In 1940 the 131st Armored Division "Centauro" fought in the Greco-Italian War and in 1941 it participated in the Invasion of Yugoslavia. In October 1942 the division was transferred to Libya to participate in the Western Desert Campaign. The division did not participate in the Second Battle of El Alamein and the first units of the division arrived at the front during the retreat from Egypt in late 1942.

In early 1943 the 131st Mixed Engineer Company was split to form the 131st Engineer Company and the 231st Connections Company, which both entered the newly formed XXXI Mixed Engineer Battalion. In 1943 the Centauro participated in the Tunisian Campaign and fought in the Battle of El Guettar, where it was severely decimated. From 7 April 1943 the division's remaining personnel and equipment were assigned to the 16th Infantry Division "Pistoia". On 18 April 1943 the Centauro was declared lost due to wartime events.

Cold War 

In 1951 the Italian Army formed the Armored Brigade "Centauro" in Verona. The brigade included a connections platoon that grew over the next years into a company. In 1955 the company moved with the brigade headquarter to the city of Novara. On 1 April 1959 the company was expanded to Signal Battalion "Centauro", which consisted of a command, a command platoon, and two signal companies. On 1 November 1959 the brigade was expanded to Armored Division "Centauro".

During the 1975 army reform the army disbanded the regimental level and newly independent battalions were granted for the first time their own flags. During the reform signal battalions were renamed for mountain passes. On 20 October 1975 the Signal Battalion "Centauro" was renamed 231st Signal Battalion "Sempione". After the reform the battalion consisted of a command, a command and services platoon, two signal companies, and a repairs and recovery platoon. On 12 November 1976 the battalion was granted a flag by decree 846 of the President of the Italian Republic Giovanni Leone.

In 1986 the Armored Division "Centauro was disbanded and therefore on 1 August 1986 the battalion was transferred to the 3rd Army Corps' Signal Command. On 1 June 1989 the battalion was reorganized and now consisted of a command, a command and services company, the 1st and 2nd radio relay companies, and the 3rd Signal Center Company.

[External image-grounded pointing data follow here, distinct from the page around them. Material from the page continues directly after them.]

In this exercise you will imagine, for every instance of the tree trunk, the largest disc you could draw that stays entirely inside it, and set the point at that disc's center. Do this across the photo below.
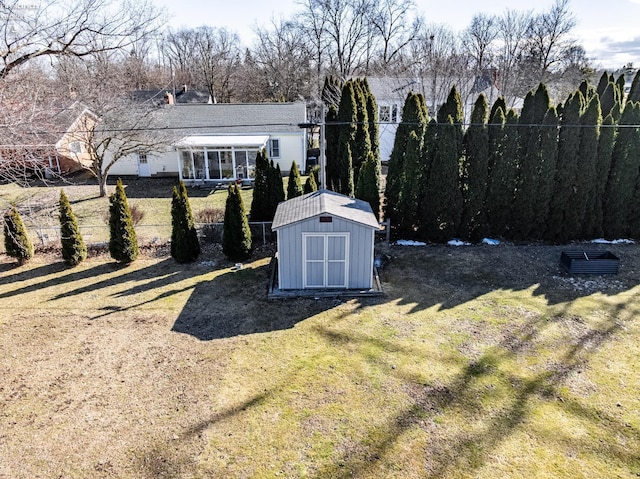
(102, 182)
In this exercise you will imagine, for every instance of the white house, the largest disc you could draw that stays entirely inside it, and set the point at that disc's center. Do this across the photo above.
(325, 242)
(219, 142)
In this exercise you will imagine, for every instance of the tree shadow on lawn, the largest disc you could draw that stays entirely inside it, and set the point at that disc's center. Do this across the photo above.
(491, 419)
(235, 304)
(42, 274)
(447, 276)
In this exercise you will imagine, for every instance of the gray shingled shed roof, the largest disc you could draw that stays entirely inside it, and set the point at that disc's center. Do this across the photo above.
(234, 118)
(324, 202)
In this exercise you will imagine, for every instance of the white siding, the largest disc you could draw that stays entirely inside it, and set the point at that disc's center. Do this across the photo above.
(292, 148)
(360, 254)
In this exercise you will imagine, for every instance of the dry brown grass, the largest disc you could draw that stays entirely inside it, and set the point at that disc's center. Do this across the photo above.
(479, 362)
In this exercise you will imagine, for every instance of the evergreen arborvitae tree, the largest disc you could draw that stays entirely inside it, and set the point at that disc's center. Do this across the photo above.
(585, 185)
(279, 185)
(503, 148)
(602, 84)
(475, 171)
(415, 165)
(368, 186)
(185, 246)
(584, 89)
(261, 204)
(620, 83)
(546, 172)
(16, 239)
(563, 223)
(331, 91)
(294, 187)
(276, 189)
(405, 221)
(414, 118)
(236, 241)
(362, 145)
(499, 103)
(310, 185)
(332, 136)
(123, 242)
(453, 109)
(372, 115)
(525, 201)
(623, 173)
(608, 99)
(348, 119)
(606, 142)
(442, 203)
(74, 249)
(634, 92)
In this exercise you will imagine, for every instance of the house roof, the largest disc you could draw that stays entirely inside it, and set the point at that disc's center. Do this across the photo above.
(194, 141)
(234, 118)
(183, 95)
(324, 202)
(49, 127)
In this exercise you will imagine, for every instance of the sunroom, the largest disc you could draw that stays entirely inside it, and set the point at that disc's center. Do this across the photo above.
(219, 158)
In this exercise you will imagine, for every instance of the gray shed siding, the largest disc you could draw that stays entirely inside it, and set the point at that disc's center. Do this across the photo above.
(360, 253)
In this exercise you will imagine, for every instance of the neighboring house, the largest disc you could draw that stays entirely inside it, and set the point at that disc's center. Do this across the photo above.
(57, 142)
(325, 241)
(73, 145)
(219, 142)
(171, 97)
(390, 94)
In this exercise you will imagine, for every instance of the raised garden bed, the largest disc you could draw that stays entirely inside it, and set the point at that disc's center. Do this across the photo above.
(590, 262)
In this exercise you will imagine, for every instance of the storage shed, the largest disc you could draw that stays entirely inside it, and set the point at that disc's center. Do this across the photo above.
(325, 241)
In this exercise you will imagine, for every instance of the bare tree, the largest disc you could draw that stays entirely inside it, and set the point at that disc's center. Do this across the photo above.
(396, 26)
(79, 28)
(512, 40)
(284, 61)
(218, 57)
(205, 57)
(478, 40)
(438, 64)
(549, 37)
(114, 126)
(343, 33)
(179, 47)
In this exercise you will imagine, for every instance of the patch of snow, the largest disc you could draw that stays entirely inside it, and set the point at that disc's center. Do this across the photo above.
(410, 243)
(457, 242)
(490, 241)
(618, 241)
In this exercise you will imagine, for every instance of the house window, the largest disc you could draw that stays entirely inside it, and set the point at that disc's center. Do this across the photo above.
(394, 113)
(75, 147)
(385, 113)
(325, 260)
(274, 148)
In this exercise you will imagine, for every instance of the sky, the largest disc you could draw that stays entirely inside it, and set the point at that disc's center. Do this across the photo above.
(609, 30)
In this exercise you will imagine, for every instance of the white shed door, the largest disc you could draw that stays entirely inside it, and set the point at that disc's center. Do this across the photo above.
(325, 260)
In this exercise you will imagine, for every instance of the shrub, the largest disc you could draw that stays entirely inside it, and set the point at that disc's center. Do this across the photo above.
(137, 214)
(236, 243)
(16, 240)
(123, 243)
(185, 246)
(74, 249)
(210, 215)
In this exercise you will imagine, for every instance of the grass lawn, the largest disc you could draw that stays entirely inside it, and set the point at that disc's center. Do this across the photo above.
(479, 362)
(39, 206)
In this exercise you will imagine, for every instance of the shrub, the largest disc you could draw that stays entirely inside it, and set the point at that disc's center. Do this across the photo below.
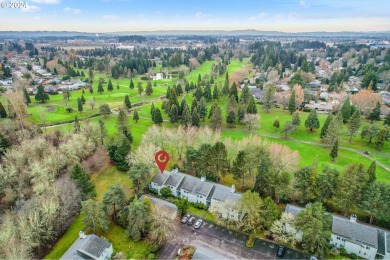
(166, 192)
(250, 242)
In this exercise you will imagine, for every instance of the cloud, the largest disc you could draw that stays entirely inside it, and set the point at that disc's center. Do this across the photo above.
(108, 17)
(46, 2)
(30, 8)
(201, 15)
(74, 11)
(303, 4)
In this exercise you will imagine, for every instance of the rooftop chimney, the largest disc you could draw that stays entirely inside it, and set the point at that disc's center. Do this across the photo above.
(81, 235)
(233, 188)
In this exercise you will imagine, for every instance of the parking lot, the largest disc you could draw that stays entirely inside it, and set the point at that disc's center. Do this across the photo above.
(229, 244)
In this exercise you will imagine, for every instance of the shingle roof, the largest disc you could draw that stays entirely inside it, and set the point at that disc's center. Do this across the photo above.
(86, 248)
(292, 209)
(174, 179)
(355, 231)
(205, 254)
(223, 193)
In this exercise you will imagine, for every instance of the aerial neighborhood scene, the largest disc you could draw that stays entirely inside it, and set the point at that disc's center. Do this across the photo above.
(195, 129)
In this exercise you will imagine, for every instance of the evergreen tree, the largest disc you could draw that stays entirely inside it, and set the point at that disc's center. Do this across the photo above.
(100, 88)
(83, 182)
(109, 86)
(3, 112)
(198, 93)
(127, 102)
(315, 226)
(231, 118)
(241, 112)
(174, 114)
(387, 119)
(334, 152)
(131, 86)
(215, 92)
(233, 91)
(157, 117)
(354, 124)
(216, 120)
(312, 121)
(26, 97)
(140, 88)
(324, 128)
(149, 89)
(276, 124)
(152, 108)
(114, 201)
(186, 118)
(245, 95)
(138, 219)
(207, 93)
(251, 109)
(296, 119)
(381, 138)
(212, 109)
(195, 120)
(135, 116)
(76, 125)
(118, 152)
(79, 105)
(375, 114)
(292, 105)
(103, 131)
(123, 125)
(41, 95)
(202, 108)
(268, 98)
(346, 110)
(194, 104)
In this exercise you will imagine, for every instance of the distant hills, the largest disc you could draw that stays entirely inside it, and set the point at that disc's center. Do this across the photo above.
(54, 34)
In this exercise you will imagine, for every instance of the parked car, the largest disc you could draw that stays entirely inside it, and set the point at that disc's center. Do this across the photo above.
(191, 221)
(198, 223)
(185, 218)
(280, 251)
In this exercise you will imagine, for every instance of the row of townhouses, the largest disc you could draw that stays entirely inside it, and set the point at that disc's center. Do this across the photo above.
(364, 240)
(198, 191)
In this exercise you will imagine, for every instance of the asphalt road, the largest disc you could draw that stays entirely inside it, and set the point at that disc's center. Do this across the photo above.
(229, 244)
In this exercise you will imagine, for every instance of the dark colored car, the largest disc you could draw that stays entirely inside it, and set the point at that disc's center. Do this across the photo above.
(280, 251)
(198, 224)
(185, 218)
(191, 221)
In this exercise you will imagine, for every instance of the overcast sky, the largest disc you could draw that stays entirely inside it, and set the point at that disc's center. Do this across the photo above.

With the end of the Cold War the Italian Army began to draw down its forces and on 15 May 1991 the battalion was disbanded. On 29 June 1991 the flag of the 231st Signal Battalion "Sempione" was transferred to the Shrine of the Flags in the Vittoriano in Rome.

Recent times 
On 27 August 2001 the battalion was reformed as Battalion "Sempione" and assigned to the 1st Signal Regiment as the regiment's second signal battalion.